A reader asked this question of Washington Post Green Scene writer Joel Lerner:
We have two large dogs that have torn up the lawn in our back yard. It is fairly shady. Can you suggest something that can withstand these conditions?
And here’s Lerner’s tough-love answer:
Turf won’t thrive in shade, especially with the extra impact caused by compaction from two large dogs running the yard. This will keep grass from growing thick and healthy. I do not consider any low-growing plants dog-proof. Separate them with an ornamental fence pets can’t jump. Pet areas can be covered with shredded bark mulch.
More definitive gardening advice from a newspaper that knows how to cover the subject. The Post, don’t forget, brought us the beloved garden writer Henry Mitchell.
When I bought my house the front yard was tightly enclosed in chain link, with muddy dog runs just inside the fencing. You know the look – more doggie toilet than garden. So I removed the gate and got to work training ivy through the links of the fence to hide its hideousness. The aesthetic problems were thus solved but with no gate, the occasional running-free-like-the-wind dog digs up my plants and craps in my borders, despite my regular complaints about these demolition missions. So far, I’ve found no solution but at least I have an outlet – ranting on the subject.

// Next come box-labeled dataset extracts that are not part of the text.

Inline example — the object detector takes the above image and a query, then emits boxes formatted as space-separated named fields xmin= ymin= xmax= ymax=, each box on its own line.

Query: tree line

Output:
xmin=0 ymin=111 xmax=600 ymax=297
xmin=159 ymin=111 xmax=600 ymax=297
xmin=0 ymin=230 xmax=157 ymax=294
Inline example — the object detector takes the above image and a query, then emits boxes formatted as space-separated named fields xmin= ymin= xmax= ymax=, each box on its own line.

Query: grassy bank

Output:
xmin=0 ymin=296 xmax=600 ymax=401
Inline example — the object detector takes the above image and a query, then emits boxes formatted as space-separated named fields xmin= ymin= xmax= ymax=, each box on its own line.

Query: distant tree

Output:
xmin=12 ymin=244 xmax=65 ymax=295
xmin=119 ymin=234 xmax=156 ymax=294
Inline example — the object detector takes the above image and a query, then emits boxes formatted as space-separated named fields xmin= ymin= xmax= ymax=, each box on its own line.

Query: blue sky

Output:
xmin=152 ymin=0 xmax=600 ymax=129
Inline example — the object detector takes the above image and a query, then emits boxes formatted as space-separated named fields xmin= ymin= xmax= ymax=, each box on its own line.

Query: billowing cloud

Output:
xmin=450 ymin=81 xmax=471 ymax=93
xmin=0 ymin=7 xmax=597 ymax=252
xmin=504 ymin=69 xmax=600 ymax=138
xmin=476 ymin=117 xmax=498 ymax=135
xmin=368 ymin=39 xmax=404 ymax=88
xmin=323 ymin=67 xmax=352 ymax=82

What really interests me is how our dog-owning readers reconcile these two seemingly irreconcilable passions. By dividing your property into doggieland and garden, as Lerner suggests? Maybe limiting your plant choices to large shrubs and trees only? From observing the properties of dog-owners in my town, including a few who’ve asked me for gardening advice, I’ve gotta say the dog+gardening thing looks like a bad marriage. But that’s coming from a cat-owner – indoor cats, at that.